Primero fue el ex embajador Carlos Pascual y luego fue el turno del presidente Barack Obama. Los dos coinciden en que Felipe Calderón tiene “frustración” por no ver resultados en la lucha contra el narcotráfico. El tono tiene una combinación entre definición e ironía. Indirectamente se lanza una crítica a la estrategia en la lucha contra el narco. Es evidente que algo debe andar provocando la “frustración” después de 4 años de haberse puesto en marcha un programa que está generando lo que genera.
Vemos difícil que EU no haya tenido que ver con el proyecto del gobierno mexicano en contra de la delincuencia organizada. En varios foros se ha argumentado que la decisión y la instrumentación de la estrategia tuvo el aval de parte de Washington. Si así fuera, la “frustración” debe ser compartida. Evidentemente algo no anda jalando, más allá del jugueteo con el tema de la “frustración”. A este paso, hacia el final del sexenio la cifra de muertos, entre delincuentes, policías, militares y los llamados “daños colaterales”, podrían alcanzar los 60 mil. Lo peor es la muerte, pero lo que le sigue y está cada vez más a la vista -lo cual puede ser ocasión de escenarios todavía mas violentos e inéditos- es que no se ve que las condiciones bajo las que estamos vayan a cambiar. El problema es antes que nada nuestro, pero también le pega muy en serio a los que quizá avalaron la estrategia.
Al final del sexenio nadie le va a levantar la mano a nadie para declararlo ganador de algo que llamaron “guerra” y hoy definen como “lucha contra la delincuencia organizada”. Van más de 4 años de violencia y confusión. En función de lo que falta para que termine el sexenio, lo más sensato es replantearse la estrategia. Hay que abrir los espacios para sensibilizar a todos que lo que viene es la inevitable legalización, porque a estas alturas no podemos soslayar el gran problema que ya tenemos con el consumo, en particular entre los jóvenes.

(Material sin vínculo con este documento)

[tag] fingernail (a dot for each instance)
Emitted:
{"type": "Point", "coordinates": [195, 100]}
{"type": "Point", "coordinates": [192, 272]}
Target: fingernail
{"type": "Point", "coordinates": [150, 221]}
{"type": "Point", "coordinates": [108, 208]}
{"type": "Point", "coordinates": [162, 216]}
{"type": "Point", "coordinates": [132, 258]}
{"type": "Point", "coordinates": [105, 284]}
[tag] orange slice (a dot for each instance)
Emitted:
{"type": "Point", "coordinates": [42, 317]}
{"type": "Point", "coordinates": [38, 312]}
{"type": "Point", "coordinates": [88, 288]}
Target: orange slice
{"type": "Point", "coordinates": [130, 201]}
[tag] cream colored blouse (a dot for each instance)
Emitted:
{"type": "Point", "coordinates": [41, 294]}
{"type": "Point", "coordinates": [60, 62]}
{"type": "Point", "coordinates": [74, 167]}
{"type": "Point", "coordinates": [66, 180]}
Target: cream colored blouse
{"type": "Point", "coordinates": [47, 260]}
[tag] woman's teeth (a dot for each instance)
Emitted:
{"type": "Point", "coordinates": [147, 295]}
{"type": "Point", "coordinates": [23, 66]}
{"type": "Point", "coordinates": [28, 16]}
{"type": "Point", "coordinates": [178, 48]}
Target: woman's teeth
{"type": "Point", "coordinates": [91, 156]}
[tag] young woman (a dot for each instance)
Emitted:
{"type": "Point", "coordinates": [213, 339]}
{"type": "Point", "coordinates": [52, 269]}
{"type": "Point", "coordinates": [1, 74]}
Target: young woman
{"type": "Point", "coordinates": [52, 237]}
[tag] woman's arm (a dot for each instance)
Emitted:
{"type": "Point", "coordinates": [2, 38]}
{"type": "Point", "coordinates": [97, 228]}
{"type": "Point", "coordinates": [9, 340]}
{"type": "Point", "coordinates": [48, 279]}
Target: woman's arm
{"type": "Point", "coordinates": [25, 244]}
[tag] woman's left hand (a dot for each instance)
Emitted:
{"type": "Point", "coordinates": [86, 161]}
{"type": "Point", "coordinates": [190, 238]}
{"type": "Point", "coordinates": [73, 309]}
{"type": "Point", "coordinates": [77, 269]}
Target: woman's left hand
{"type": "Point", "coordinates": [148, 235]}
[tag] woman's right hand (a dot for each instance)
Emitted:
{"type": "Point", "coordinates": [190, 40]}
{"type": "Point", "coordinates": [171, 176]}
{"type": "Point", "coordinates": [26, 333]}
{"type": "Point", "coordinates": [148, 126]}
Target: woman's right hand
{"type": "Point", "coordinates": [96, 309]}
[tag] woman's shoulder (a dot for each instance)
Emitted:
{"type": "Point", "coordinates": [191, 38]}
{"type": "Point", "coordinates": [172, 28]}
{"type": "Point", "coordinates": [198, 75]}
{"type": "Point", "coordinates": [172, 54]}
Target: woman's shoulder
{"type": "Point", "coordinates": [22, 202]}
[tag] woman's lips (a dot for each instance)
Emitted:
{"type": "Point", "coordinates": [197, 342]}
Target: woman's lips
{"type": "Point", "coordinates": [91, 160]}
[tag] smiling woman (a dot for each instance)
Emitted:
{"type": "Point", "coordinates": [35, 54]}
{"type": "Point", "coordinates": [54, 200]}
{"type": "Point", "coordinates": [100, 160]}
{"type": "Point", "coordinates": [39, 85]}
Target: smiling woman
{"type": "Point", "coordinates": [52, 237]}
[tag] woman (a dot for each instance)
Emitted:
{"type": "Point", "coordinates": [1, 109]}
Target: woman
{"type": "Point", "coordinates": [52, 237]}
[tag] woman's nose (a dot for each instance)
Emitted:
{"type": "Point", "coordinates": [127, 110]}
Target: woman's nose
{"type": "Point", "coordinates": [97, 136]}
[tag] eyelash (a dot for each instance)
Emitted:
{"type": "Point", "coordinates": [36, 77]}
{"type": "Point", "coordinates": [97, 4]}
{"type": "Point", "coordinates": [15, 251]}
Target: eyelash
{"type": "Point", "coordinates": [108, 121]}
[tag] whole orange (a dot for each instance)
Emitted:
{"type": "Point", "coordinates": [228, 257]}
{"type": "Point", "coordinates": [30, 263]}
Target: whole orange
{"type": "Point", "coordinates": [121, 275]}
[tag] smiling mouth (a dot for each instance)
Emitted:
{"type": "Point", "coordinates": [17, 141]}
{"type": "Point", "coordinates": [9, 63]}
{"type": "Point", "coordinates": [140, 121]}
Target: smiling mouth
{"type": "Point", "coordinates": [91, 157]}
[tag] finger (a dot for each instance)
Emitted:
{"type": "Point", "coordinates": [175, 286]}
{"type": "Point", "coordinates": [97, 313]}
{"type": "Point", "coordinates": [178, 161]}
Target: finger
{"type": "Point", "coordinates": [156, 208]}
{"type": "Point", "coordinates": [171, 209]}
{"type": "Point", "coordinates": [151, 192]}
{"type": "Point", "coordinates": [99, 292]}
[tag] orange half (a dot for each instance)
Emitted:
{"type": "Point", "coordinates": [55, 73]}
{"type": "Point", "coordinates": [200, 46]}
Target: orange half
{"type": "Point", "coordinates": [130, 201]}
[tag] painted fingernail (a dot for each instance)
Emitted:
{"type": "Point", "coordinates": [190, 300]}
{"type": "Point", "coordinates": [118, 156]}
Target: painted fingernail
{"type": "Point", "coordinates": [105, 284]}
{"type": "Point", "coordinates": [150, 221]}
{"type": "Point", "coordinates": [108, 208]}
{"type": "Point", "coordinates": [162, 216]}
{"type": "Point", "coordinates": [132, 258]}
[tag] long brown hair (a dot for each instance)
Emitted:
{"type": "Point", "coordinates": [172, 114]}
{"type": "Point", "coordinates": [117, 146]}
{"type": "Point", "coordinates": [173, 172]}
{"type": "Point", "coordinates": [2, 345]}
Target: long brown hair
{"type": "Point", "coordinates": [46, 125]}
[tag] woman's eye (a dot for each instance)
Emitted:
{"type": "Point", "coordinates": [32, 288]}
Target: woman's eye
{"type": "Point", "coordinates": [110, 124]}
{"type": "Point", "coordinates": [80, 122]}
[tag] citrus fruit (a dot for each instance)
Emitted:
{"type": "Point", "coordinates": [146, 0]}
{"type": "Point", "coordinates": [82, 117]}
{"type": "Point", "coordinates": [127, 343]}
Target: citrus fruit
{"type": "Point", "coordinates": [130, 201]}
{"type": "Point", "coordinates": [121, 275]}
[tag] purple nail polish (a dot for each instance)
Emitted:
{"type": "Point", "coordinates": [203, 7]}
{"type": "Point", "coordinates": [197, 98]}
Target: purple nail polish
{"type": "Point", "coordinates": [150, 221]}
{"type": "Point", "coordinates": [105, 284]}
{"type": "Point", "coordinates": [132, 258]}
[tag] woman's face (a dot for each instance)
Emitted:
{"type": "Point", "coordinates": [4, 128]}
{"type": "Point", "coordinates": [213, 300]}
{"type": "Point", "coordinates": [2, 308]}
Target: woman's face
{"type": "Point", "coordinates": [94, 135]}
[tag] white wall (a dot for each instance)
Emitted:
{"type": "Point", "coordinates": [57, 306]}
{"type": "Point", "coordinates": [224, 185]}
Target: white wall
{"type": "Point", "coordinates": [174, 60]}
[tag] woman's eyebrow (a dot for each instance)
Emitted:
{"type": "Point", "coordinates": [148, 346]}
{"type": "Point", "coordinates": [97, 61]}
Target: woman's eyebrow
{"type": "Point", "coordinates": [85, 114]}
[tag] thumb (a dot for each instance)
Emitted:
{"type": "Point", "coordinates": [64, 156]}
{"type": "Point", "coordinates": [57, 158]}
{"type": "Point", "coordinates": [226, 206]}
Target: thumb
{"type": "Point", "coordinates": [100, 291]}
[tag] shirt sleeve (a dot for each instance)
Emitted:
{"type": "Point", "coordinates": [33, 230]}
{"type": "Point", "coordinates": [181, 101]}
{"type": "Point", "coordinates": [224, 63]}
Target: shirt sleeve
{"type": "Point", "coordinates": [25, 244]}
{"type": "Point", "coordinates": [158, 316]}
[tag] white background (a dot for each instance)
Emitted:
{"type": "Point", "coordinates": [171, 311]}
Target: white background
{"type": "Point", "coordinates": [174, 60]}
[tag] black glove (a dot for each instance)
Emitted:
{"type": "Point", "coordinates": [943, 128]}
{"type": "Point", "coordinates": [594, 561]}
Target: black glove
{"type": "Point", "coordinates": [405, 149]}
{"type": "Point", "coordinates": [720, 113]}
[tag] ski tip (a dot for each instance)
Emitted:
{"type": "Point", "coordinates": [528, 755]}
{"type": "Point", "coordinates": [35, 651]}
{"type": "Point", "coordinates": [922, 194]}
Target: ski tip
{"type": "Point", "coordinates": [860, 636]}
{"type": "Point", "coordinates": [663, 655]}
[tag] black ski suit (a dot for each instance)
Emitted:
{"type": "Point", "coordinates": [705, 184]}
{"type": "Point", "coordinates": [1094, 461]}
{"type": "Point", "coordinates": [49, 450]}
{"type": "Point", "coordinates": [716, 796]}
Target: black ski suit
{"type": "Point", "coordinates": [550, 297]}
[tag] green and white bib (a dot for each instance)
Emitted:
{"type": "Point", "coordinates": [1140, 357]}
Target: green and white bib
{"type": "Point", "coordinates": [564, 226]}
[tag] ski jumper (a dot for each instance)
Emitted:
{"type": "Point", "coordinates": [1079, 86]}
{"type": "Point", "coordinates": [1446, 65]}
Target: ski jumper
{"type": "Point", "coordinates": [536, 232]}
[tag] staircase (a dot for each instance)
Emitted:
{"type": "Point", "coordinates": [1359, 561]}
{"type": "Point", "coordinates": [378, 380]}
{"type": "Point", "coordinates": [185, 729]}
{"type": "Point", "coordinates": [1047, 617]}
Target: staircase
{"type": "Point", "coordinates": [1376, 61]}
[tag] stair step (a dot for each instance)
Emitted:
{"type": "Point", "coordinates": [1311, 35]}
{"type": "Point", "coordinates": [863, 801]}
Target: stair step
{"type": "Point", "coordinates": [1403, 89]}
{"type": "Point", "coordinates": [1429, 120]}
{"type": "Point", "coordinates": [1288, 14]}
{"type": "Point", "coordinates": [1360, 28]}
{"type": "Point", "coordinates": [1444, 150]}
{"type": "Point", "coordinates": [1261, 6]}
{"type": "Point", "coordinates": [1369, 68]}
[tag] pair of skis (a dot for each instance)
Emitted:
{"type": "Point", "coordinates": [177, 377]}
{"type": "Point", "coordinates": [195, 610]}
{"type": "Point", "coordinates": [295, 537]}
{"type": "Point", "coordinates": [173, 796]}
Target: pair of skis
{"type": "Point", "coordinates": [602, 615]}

No solo pudiera existir responsabilidad compartida sino pudiera ser que EU fuera el artifice original del combate; posibilitando así a FCH una oportunidad de legitimacion ante un presunto fraude. Estas son las oportunidades que esperan paises como EU ante la carente legitimidad de gobermantes y que ahora padece tambien Kadafi aunte d distinta forma.